Fig 1.
Analysis of sources of error in serovar predictions on a set of 4,291 Salmonella enterica draft genome sequences analyzed using the SISTR platform.
The contribution of various types of errors contributing to observed differences between “reported” and “predicted” serovars was tabulated. From a total of 4,192 genomes retained for the analysis, 3,982 genomes had correct serovar predictions (94.99%).
Fig 2.
In silico serovar prediction identifies instances of Salmonella genomes with incorrect reported serovar information.
Among a large cgMLST330 cluster of genomes of reported serovar Agona were found four genomes of different reported serovar (Paratyphi B, n = 2; Anatum, n = 1; Derby, n = 1). Upon closer inspection, the serovar prediction for these genomes was found to be Agona, consistent with the underlying cgMLST330 data.
Fig 3.
The SISTR serovar prediction logic can robustly yield accurate predictions for a range of genome qualities.
(A) The relative proportion of various error types does not change appreciably as a function of the N50 assembly quality parameter. Type 4 errors, which are related to poor cgMLST330 metrics, are only observed among genomes with lowest N50 values. (B) Although large numbers of missing cgMLST330 loci affect serovar prediction, as observed with errors of Type 4, accurate predictions were also made for genomes with as few as 296 complete cgMLST330 loci.
Fig 4.
A high accuracy was observed for the SISTR serovar prediction pipeline.
The prediction accuracy was assessed for serovars with 10 or more genome representatives and based only on genomes with metadata of sufficient quality to enable extraction of serovar information and those with high cgMLST data quality (n = 4,188). Accuracy was computed based on concordance between reported and predicted serovars. The “uncorrected” prediction accuracy, which is based on the original set of input genomes (n = 4,291) is shown in red. A “corrected” prediction accuracy, which is based on reclassification of genomes with Type 1 and 2 errors, and removal of genomes with Type 3 and 4 errors, is shown in blue. (note: where distinct corrected and uncorrected concordance values are not observable, both values are identical).
Fig 5.
Differences between reported and predicted serovars for Weltevreden genomes are due to an incorrect reported serovar.
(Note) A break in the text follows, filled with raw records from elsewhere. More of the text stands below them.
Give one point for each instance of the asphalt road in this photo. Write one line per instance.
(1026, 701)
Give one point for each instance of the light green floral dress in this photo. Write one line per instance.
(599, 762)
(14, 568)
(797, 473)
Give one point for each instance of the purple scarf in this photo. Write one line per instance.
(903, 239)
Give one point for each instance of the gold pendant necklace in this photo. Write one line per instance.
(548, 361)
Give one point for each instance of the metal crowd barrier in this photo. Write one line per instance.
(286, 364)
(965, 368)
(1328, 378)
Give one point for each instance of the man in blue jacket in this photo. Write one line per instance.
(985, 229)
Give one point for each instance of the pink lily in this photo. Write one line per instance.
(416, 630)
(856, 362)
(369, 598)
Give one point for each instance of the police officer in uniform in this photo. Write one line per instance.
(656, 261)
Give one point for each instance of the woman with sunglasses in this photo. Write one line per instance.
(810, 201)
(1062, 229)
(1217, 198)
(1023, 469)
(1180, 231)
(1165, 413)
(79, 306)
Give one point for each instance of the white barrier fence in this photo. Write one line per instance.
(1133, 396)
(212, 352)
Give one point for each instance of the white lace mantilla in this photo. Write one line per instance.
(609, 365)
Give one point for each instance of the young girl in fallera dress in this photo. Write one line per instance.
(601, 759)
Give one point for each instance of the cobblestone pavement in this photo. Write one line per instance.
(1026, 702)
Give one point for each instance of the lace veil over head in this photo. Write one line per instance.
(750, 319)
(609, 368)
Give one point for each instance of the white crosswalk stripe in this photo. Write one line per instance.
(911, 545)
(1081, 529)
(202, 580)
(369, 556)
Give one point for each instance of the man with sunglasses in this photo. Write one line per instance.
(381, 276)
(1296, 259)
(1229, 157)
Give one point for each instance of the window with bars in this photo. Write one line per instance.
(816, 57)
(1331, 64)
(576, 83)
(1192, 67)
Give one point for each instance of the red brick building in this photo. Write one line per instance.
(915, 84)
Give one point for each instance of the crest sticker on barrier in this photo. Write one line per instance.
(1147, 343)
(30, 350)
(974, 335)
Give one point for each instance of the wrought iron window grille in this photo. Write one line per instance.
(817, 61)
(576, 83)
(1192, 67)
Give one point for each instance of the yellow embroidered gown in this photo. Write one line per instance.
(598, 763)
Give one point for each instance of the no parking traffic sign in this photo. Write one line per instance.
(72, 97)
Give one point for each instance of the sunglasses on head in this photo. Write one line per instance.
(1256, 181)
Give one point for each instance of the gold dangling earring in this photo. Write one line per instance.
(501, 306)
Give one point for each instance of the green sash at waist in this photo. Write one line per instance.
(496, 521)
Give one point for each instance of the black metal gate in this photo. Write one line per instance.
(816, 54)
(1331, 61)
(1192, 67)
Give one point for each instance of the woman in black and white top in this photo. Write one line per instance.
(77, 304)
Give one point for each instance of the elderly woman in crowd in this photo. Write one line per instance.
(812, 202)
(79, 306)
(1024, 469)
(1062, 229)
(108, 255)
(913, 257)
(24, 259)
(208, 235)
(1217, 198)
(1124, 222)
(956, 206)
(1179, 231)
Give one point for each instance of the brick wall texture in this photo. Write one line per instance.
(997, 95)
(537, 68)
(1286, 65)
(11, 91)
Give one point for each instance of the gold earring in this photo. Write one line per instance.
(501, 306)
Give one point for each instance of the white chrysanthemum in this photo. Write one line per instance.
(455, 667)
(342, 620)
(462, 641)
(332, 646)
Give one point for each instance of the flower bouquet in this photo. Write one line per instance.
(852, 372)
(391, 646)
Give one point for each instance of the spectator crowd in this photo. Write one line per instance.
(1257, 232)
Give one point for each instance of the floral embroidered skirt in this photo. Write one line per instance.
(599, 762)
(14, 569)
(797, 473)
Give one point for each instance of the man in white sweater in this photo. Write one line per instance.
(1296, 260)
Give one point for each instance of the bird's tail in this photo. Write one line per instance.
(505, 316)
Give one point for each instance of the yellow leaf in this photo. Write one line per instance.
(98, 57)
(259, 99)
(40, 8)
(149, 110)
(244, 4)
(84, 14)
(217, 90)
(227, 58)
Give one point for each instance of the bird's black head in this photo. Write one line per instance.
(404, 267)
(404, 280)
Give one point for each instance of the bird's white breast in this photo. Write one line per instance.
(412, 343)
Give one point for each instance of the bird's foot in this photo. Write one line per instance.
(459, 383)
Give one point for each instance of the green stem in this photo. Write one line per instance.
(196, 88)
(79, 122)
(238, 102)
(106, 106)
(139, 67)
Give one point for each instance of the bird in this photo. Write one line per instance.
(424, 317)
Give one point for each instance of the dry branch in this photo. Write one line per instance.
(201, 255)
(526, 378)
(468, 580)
While a large majority of genomes analyzed in the SISTR server were predicted as Weltevreden (n = 64), the remaining four genomes were predicted to have different serovars; these predictions matched the predominant serovar of their corresponding cgMLST cluster. The percent concordance between cgMLST and serovar and cgMLST cluster size are shown in parentheses.
Fig 6.
A high level of concordance observed between cgMLST cluster and serovar.
The concordance was based on the proportion of genomes in a cgMLST cluster that belonged to the predominant predicted serovar in the group. The cgMLST clusters were defined at a similarity threshold of 85%; only clusters with four or more members are shown.
Fig 7.
Evidence from cgMLST supports the polyphyletic origin of Salmonella Newport.
Minimum Spanning Tree visualization of cgMLST phylogeny for a set of Salmonella enterica genomes (n = 2,002) created in the SISTR server. The predicted serovar for Newport and Agona genomes has been projected onto the tree to highlight the contrast between a polyphyletic serovar (Newport) and a monophyletic serovar (Agona).